CMS is also finalizing requirements for network adequacy standards for the time and distance of patient access and limiting the range of actuarial value of plan metal levels to further differentiate the level of healthcare coverage between bronze, silver, and gold plans.
CMS is currently in the process refining its nondiscrimination policy for essential health benefits to be based on clinical evidence by developing a proposed rule to prohibit discrimination based on sexual orientation and gender identity to align with other ongoing rulemaking.
Other changes in the rule include setting the maximum annual limit on out-of-pocket costs, requiring plans to address health equity in their quality improvement strategies, and increasing the minimum number of essential community providers (defined in the ACA as those that serve predominantly low-income, medically underserved individuals) in a plan’s provider network.
CMS Releases Strategic Plan
On April 20, CMS released a strategy document outlining 6 pillars for continued improvement.

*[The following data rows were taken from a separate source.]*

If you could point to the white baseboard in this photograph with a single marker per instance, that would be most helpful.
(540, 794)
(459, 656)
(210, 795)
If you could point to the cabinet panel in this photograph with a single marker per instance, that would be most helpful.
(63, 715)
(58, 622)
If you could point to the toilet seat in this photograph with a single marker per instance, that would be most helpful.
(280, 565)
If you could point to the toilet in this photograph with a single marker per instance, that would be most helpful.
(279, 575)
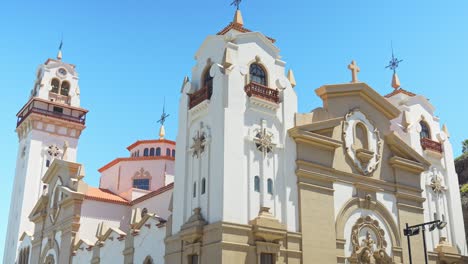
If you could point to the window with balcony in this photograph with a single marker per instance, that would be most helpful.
(258, 74)
(142, 184)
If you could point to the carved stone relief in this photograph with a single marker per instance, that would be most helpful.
(363, 149)
(369, 244)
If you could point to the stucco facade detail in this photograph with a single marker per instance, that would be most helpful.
(248, 179)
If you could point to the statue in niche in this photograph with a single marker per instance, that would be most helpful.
(371, 250)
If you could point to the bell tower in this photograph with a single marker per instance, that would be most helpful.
(48, 127)
(235, 161)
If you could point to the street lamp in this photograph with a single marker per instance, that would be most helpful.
(414, 230)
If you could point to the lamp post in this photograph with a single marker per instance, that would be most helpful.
(414, 230)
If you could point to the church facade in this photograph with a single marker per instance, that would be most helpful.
(248, 178)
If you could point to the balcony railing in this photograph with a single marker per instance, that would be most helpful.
(200, 96)
(428, 144)
(45, 108)
(261, 91)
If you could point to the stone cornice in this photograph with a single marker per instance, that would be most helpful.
(307, 169)
(317, 140)
(362, 90)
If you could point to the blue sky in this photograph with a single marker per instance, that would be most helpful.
(131, 54)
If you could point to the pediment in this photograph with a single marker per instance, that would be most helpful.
(402, 150)
(337, 97)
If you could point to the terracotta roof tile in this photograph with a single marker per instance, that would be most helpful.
(151, 141)
(104, 195)
(153, 193)
(240, 28)
(398, 91)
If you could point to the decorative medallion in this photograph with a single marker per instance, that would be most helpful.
(263, 139)
(371, 248)
(53, 151)
(362, 141)
(198, 146)
(437, 182)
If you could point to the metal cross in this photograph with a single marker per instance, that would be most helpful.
(393, 64)
(236, 3)
(163, 115)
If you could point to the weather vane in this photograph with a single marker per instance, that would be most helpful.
(236, 3)
(393, 64)
(163, 115)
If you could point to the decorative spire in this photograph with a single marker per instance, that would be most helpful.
(59, 54)
(354, 71)
(291, 78)
(162, 120)
(393, 65)
(237, 16)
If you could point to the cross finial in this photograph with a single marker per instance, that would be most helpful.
(354, 71)
(163, 115)
(394, 62)
(59, 54)
(236, 3)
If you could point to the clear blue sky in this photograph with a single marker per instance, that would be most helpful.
(131, 54)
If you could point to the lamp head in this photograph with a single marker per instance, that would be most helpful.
(441, 225)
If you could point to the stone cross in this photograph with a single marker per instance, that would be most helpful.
(354, 71)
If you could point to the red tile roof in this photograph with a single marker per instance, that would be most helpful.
(153, 193)
(398, 91)
(116, 161)
(240, 28)
(152, 141)
(104, 195)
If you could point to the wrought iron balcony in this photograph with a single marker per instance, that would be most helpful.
(428, 144)
(262, 92)
(45, 108)
(200, 96)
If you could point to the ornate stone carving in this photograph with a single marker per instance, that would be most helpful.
(366, 157)
(372, 247)
(263, 139)
(198, 145)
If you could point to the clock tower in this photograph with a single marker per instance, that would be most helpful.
(48, 127)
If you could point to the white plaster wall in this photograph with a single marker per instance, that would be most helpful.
(343, 192)
(158, 204)
(83, 255)
(94, 212)
(419, 108)
(150, 242)
(28, 186)
(112, 251)
(127, 169)
(230, 160)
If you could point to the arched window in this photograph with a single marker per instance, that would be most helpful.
(65, 88)
(257, 184)
(203, 186)
(55, 83)
(257, 74)
(207, 79)
(270, 186)
(148, 260)
(425, 131)
(360, 139)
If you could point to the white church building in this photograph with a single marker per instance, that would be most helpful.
(248, 178)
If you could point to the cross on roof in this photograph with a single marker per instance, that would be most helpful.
(354, 71)
(393, 64)
(163, 115)
(236, 3)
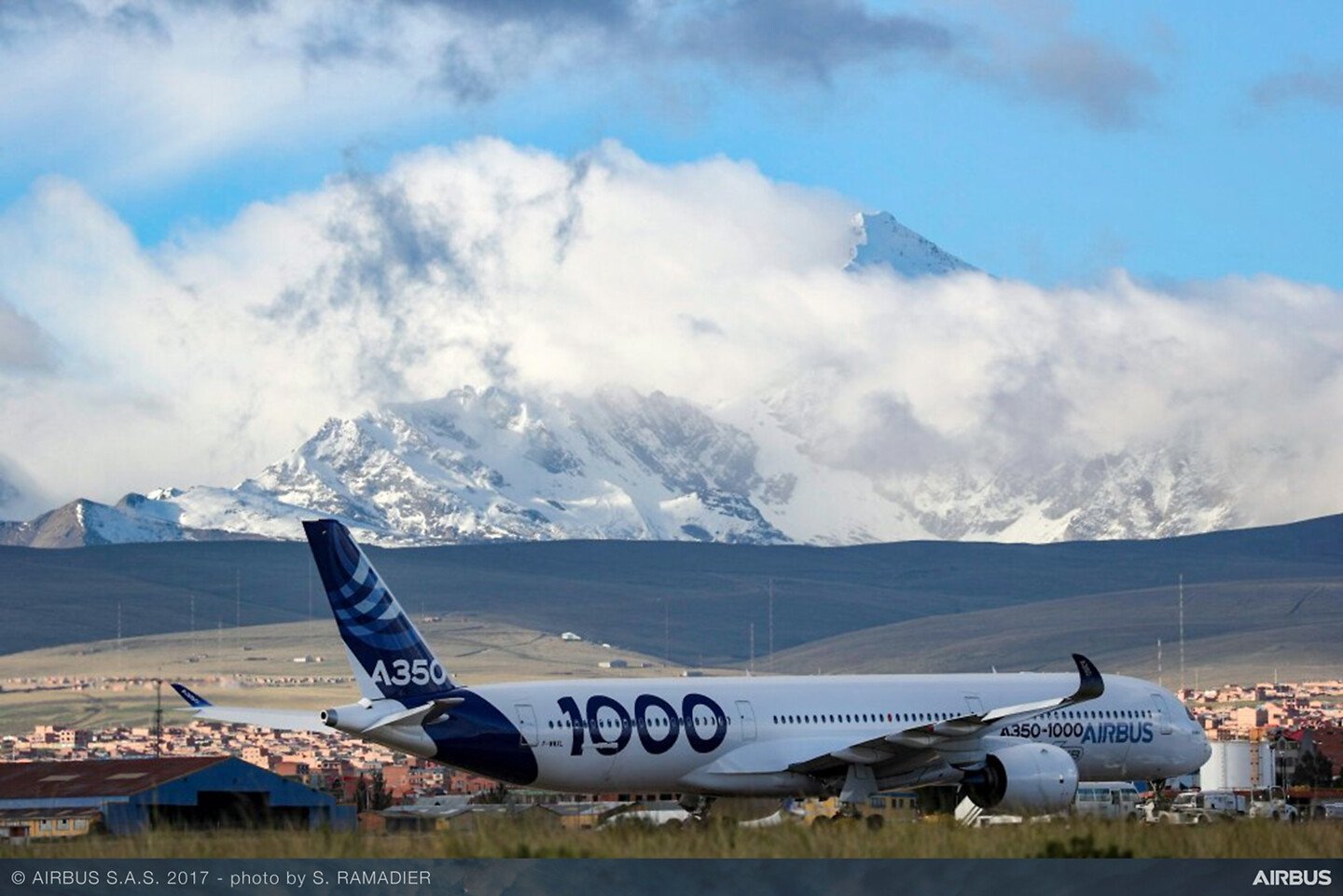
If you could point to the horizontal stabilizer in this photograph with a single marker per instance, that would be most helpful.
(415, 715)
(278, 719)
(189, 696)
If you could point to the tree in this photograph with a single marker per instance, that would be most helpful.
(1312, 770)
(496, 794)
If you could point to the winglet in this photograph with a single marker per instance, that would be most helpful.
(189, 696)
(1091, 685)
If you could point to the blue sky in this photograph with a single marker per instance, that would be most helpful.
(225, 222)
(1045, 142)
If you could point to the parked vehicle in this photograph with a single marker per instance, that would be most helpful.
(1272, 804)
(1115, 799)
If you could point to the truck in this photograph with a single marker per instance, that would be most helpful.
(1201, 807)
(1270, 804)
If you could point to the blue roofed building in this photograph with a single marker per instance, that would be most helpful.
(40, 799)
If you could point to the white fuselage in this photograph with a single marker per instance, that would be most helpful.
(741, 735)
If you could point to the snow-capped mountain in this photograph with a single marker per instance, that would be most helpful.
(879, 240)
(494, 463)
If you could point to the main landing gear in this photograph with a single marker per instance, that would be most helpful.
(699, 807)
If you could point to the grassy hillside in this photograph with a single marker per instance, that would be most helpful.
(1074, 838)
(1235, 631)
(699, 600)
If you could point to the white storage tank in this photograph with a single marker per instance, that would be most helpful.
(1237, 765)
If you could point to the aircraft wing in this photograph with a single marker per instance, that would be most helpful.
(278, 719)
(955, 740)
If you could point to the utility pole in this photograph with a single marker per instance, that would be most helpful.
(771, 625)
(751, 668)
(1182, 636)
(159, 716)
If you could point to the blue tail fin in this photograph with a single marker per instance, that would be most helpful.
(189, 696)
(387, 653)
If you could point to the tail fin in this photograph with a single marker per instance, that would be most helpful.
(387, 653)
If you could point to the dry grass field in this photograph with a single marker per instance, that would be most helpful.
(921, 840)
(226, 668)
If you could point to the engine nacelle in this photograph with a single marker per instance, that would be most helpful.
(1025, 779)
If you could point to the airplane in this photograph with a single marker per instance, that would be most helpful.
(1017, 743)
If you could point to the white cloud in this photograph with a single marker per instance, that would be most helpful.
(206, 359)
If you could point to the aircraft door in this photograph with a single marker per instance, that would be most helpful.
(1163, 715)
(745, 719)
(525, 719)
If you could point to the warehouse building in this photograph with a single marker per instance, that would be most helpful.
(43, 799)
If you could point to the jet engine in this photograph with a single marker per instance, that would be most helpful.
(1024, 779)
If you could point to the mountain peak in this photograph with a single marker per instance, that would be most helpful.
(881, 240)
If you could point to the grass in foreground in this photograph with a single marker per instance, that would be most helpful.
(933, 840)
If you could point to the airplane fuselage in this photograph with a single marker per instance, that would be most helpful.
(705, 735)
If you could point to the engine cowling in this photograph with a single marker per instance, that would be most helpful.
(1025, 779)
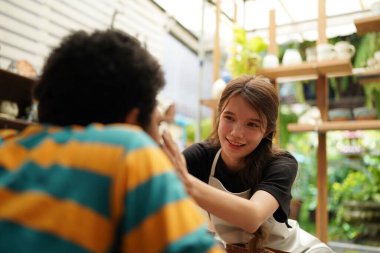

It highlights CMS’s commitment to advancing health equity and addressing disparities, expanding access by building upon the ACA, engage partners and community stakeholders throughout the policymaking process, driving innovation through value-based and person-centered care, protecting the sustainability of public-funded programs, and fostering excellence the CMS’s operations. CMS spotlighted their various goals in improving integrated behavioral health care delivery, drug price affordability, maternal care quality and extending postpartum coverage, and access to care in rural areas, and also ensuring a smooth coverage transition at the end of the PHE by working with state Medicaid agencies with robust guidance and outreach strategies.
State Policy Updates
CO Senate Passes PBM Reform Bill
On May 23, the CO legislature passed HB1122 which prohibits PBMs from reimbursing rural, community pharmacies less than the average national drug acquisition cost and discriminating against 340B covered entities, specifically banning a PBM from refusing to reimburse 340B pharmacies or certain drugs, assessing additional fees, restricting access to the a pharmacy network, or restricting the methods they dispense or deliver 340B drugs. A number of other bills that would regulate PBM business practices (gag clauses, reimbursement, dispensing fees) are being considered in other states.
CMS Approves TX 1115 Waiver after Legal Back and Forth
On April 22, CMS sent a letter to TX’s Medicaid Director informing the state that they will not pursue additional litigation against TX’s 1115 Medicaid waiver approval at the end of the Trump Administration. The 10-year waiver extension provides funding to help operate Medicaid managed care programs, increase uncompensated care payments to hospitals, and administer delivery system reform incentive payments (DSRIP). While CMS under the Trump Administration stated that the standard comment process was not needed because of the public health emergency, the incoming Biden Administration had argued that the public notice and comment period was not followed and should be resubmitted. The waiver provides up to $3.1 billion of funding each year for uncompensated care to hospitals and other providers, which some stakeholders have noted effectively provides coverage for the uninsured population and removes incentives for the state to expand its Medicaid program and directly address health equity.